BRAK kritisch gegenüber Reformvorschlag für Insolvenzeröffnungsverfahren

Die BRAK hat sich ablehnend gegenüber einem Vorschlag geäußert, der ein Informationsvorrecht der Finanzverwaltung bei zahlungsunfähigen oder überschuldeten Gesellschaften einführen will. Sie sieht dadurch den Grundsatz der Gleichbehandlung aller Gläubiger im Insolvenzverfahren gefährdet.

16.04.2025Newsletter

Ist eine Gesellschaft zahlungsunfähig oder überschuldet, dürfen die Mitglieder ihres Vertretungsorgans nach den Vorschriften der Insolvenzordnung (InsO) keine Zahlungen mehr für die Gesellschaft leisten. Eine Ausnahme hiervon gilt nach § 15b I InsO, wenn die Zahlungen mit der Sorgfalt eines ordentlichen und gewissenhaften Geschäftsleiters vereinbar sind. Für steuerrechtliche Zahlungspflichten enthält § 15b VIII InsO eine Sonderregelung: Hat eine Gesellschaft rechtzeitig einen Insolvenzantrag gestellt und zahlt sie ihre Steuern nicht, gelten die steuerrechtlichen Zahlungspflichten als nicht verletzt. Damit soll die Konfliktsituation der Geschäftsleiter zwischen insolvenz- und steuerrechtlichen Pflichten aufgelöst werden.
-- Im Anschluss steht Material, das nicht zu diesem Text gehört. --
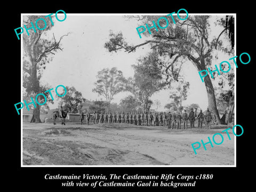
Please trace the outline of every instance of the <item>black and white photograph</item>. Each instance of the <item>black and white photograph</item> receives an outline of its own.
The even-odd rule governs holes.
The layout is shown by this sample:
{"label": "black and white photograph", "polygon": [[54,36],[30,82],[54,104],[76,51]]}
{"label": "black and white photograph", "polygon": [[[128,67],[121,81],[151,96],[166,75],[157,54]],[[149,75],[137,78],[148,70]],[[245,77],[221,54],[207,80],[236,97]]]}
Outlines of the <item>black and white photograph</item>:
{"label": "black and white photograph", "polygon": [[63,11],[15,31],[22,167],[236,166],[235,13]]}

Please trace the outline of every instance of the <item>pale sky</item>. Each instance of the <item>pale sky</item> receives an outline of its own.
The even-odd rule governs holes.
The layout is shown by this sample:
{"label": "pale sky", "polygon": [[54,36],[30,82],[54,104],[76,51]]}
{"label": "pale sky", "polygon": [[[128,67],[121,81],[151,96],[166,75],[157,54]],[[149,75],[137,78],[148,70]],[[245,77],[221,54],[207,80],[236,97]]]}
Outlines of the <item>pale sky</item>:
{"label": "pale sky", "polygon": [[[122,15],[67,13],[65,21],[59,22],[54,20],[54,26],[47,31],[47,36],[52,36],[54,33],[55,38],[59,39],[62,35],[68,33],[71,34],[63,38],[61,41],[63,51],[58,51],[52,61],[46,64],[41,82],[47,83],[54,89],[59,85],[74,86],[82,93],[84,98],[92,101],[101,98],[105,100],[92,91],[98,71],[104,68],[116,67],[123,71],[125,77],[132,77],[133,69],[131,65],[135,65],[137,59],[150,51],[149,46],[144,46],[134,53],[127,53],[122,50],[116,53],[109,53],[103,47],[104,43],[108,40],[110,30],[114,33],[122,31],[127,41],[134,45],[143,43],[147,38],[143,36],[139,38],[136,30],[139,22],[136,20],[127,21]],[[214,28],[214,31],[216,31],[214,34],[219,34],[221,30]],[[216,64],[218,65],[220,62],[228,60],[231,57],[219,55],[219,59],[215,61]],[[183,66],[186,80],[190,83],[189,93],[183,105],[198,103],[204,110],[208,106],[204,84],[191,63],[185,63]],[[161,106],[158,110],[166,110],[164,108],[164,106],[171,101],[169,92],[170,90],[161,91],[151,98],[153,101],[160,101]],[[117,94],[112,102],[119,103],[121,99],[129,94],[128,92]],[[54,99],[57,97],[55,96]],[[51,108],[58,106],[58,101],[55,101],[53,105],[49,105]]]}

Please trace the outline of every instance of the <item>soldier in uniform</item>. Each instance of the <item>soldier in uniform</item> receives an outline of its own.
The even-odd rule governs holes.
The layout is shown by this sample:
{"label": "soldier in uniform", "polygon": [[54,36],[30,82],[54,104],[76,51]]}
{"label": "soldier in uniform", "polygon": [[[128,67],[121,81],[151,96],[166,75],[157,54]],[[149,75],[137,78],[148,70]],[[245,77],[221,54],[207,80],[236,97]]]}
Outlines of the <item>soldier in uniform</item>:
{"label": "soldier in uniform", "polygon": [[122,111],[121,112],[121,123],[124,123],[124,111]]}
{"label": "soldier in uniform", "polygon": [[148,113],[147,111],[144,114],[144,125],[148,126]]}
{"label": "soldier in uniform", "polygon": [[155,114],[154,114],[153,115],[152,122],[153,122],[153,124],[154,124],[154,126],[156,126],[157,124],[157,114],[156,114],[156,112],[155,113]]}
{"label": "soldier in uniform", "polygon": [[178,129],[181,129],[181,115],[180,115],[180,112],[178,112],[178,115],[177,115],[177,122],[178,122],[178,124],[177,124],[177,125],[178,125]]}
{"label": "soldier in uniform", "polygon": [[156,113],[156,126],[159,126],[158,112]]}
{"label": "soldier in uniform", "polygon": [[108,123],[108,114],[107,114],[107,111],[105,111],[105,114],[104,114],[104,123]]}
{"label": "soldier in uniform", "polygon": [[202,128],[203,125],[203,121],[204,121],[204,115],[202,112],[202,109],[200,109],[200,113],[197,115],[197,123],[198,127]]}
{"label": "soldier in uniform", "polygon": [[124,113],[124,123],[127,123],[127,120],[128,119],[128,113],[125,112]]}
{"label": "soldier in uniform", "polygon": [[211,121],[212,120],[212,115],[211,112],[209,110],[209,108],[207,108],[207,111],[205,113],[205,120],[206,121],[206,129],[210,129]]}
{"label": "soldier in uniform", "polygon": [[135,119],[136,119],[135,124],[137,125],[140,125],[140,115],[139,112],[137,111],[135,113]]}
{"label": "soldier in uniform", "polygon": [[168,129],[171,129],[171,126],[172,126],[172,114],[171,111],[169,111],[168,113]]}
{"label": "soldier in uniform", "polygon": [[104,121],[104,115],[103,114],[103,111],[100,111],[100,123],[103,123]]}
{"label": "soldier in uniform", "polygon": [[89,120],[90,120],[90,116],[91,115],[90,114],[89,110],[88,110],[87,111],[86,114],[85,114],[85,117],[86,117],[86,120],[87,120],[86,122],[87,125],[89,124]]}
{"label": "soldier in uniform", "polygon": [[144,125],[144,114],[143,111],[140,113],[140,125]]}
{"label": "soldier in uniform", "polygon": [[129,113],[129,123],[132,124],[132,115],[131,112]]}
{"label": "soldier in uniform", "polygon": [[176,129],[176,114],[175,113],[173,113],[173,114],[172,116],[172,129],[173,129],[173,127],[174,129]]}
{"label": "soldier in uniform", "polygon": [[157,113],[157,119],[158,120],[158,126],[161,125],[161,113],[159,112]]}
{"label": "soldier in uniform", "polygon": [[96,113],[95,113],[95,118],[96,124],[99,123],[99,117],[99,117],[99,114],[98,113],[98,111],[96,111]]}
{"label": "soldier in uniform", "polygon": [[132,114],[132,124],[136,125],[136,114],[135,112],[133,112]]}
{"label": "soldier in uniform", "polygon": [[195,121],[195,113],[194,112],[194,109],[193,108],[191,108],[190,112],[188,115],[188,119],[189,119],[189,122],[190,123],[190,128],[194,128],[194,122]]}
{"label": "soldier in uniform", "polygon": [[112,114],[111,114],[110,111],[109,111],[108,115],[108,123],[111,123],[111,120],[112,120]]}
{"label": "soldier in uniform", "polygon": [[112,123],[116,123],[116,112],[113,112],[112,113]]}
{"label": "soldier in uniform", "polygon": [[152,114],[151,113],[151,111],[149,111],[148,114],[148,125],[149,126],[152,125]]}
{"label": "soldier in uniform", "polygon": [[81,111],[81,113],[80,114],[80,116],[79,117],[79,119],[81,121],[81,125],[83,125],[83,121],[84,120],[84,112]]}
{"label": "soldier in uniform", "polygon": [[163,114],[163,124],[164,126],[167,125],[166,120],[167,120],[166,114],[165,114],[165,112],[164,112],[164,114]]}
{"label": "soldier in uniform", "polygon": [[92,114],[92,120],[93,122],[93,124],[96,123],[96,117],[95,117],[95,111],[93,111],[93,113]]}
{"label": "soldier in uniform", "polygon": [[116,123],[120,123],[121,118],[121,117],[120,116],[120,113],[118,111],[117,114],[116,115]]}
{"label": "soldier in uniform", "polygon": [[187,111],[184,110],[184,113],[182,115],[182,119],[183,121],[184,121],[184,129],[188,129],[188,114],[187,113]]}

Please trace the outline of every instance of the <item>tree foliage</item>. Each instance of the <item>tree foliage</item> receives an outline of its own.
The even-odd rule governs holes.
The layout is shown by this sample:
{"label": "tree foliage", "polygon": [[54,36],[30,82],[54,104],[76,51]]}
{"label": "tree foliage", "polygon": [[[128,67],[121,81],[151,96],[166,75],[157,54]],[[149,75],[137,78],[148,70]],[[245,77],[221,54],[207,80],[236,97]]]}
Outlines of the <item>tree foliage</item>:
{"label": "tree foliage", "polygon": [[[150,23],[151,21],[156,21],[158,15],[143,15],[140,18],[141,24]],[[179,81],[180,69],[183,62],[186,59],[190,61],[200,71],[205,70],[211,65],[212,52],[219,49],[230,53],[233,51],[232,47],[225,47],[219,36],[212,39],[209,38],[210,24],[207,15],[189,15],[185,21],[180,21],[174,16],[177,21],[174,24],[171,18],[168,18],[169,25],[165,29],[158,28],[158,31],[154,29],[149,34],[146,30],[142,34],[151,37],[151,39],[137,45],[129,45],[124,41],[122,33],[117,34],[110,33],[109,41],[105,44],[105,47],[109,51],[116,51],[123,49],[129,53],[146,44],[149,44],[151,48],[161,57],[158,62],[164,69],[166,75],[166,81],[171,82]],[[159,24],[166,26],[166,21],[161,20]],[[162,22],[162,23],[161,23]],[[206,88],[209,105],[215,115],[217,122],[221,123],[218,111],[214,90],[211,79],[207,75],[204,77],[204,83]]]}
{"label": "tree foliage", "polygon": [[123,73],[116,67],[111,69],[105,68],[98,72],[97,81],[94,83],[95,86],[92,90],[93,92],[103,96],[108,105],[108,110],[114,96],[125,89],[126,79]]}
{"label": "tree foliage", "polygon": [[69,113],[76,113],[78,112],[81,103],[85,102],[85,99],[83,97],[82,93],[76,90],[74,86],[66,87],[66,94],[60,98],[59,103],[62,106],[64,110],[67,110]]}
{"label": "tree foliage", "polygon": [[[29,28],[31,23],[35,23],[36,21],[40,18],[45,18],[41,15],[28,15],[23,17],[23,25]],[[52,59],[52,56],[58,51],[62,50],[60,42],[64,36],[56,41],[54,35],[50,40],[43,37],[43,34],[46,33],[52,27],[50,19],[46,19],[46,27],[42,30],[37,30],[36,33],[32,29],[29,31],[29,35],[26,33],[23,34],[23,87],[26,89],[27,94],[34,96],[41,93],[44,89],[39,84],[39,80],[42,77],[42,71],[45,69],[46,63]],[[42,20],[37,22],[39,28],[43,28],[45,23]],[[36,108],[33,111],[33,116],[31,122],[41,123],[40,108],[41,106],[36,103]]]}
{"label": "tree foliage", "polygon": [[155,53],[150,53],[138,60],[138,65],[132,65],[133,77],[128,79],[126,90],[140,103],[144,111],[150,109],[152,95],[164,89],[166,84],[163,79],[160,69],[157,67]]}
Der Bundesrechnungshof (BRH) evaluiert derzeit die Vorschriften zur steuerlichen Haftung. Im Rahmen dessen bat er das Bundesministerium der Justiz (BMJ) um Prüfung, weil die Finanzämter Schwierigkeiten bei der Anwendung von § 15b VIII InsO haben; insbesondere haben diese Probleme, den genauen Zeitpunkt des Eintritts der Insolvenzreife zu ermitteln, der Voraussetzung für die Anwendung von § 15b VIII InsO ist. Daher regt der BRH an, den vorläufigen Insolvenzverwalter oder Gutachter – dessen Aufgabe es ist, festzustellen, ob ein Insolvenzgrund vorliegt und deshalb das Insolvenzverfahren zu eröffnen ist – regelmäßig mit der Feststellung des Zeitpunkts der Insolvenzreife zu beauftragen. Nach Einschätzung des BMJ ist das Eröffnungsverfahren jedoch ein zu früher Zeitpunkt, um die Insolvenzreife festzustellen, und insbesondere bei notorischen Verschleppungsfällen ist die Aufklärung sehr aufwändig.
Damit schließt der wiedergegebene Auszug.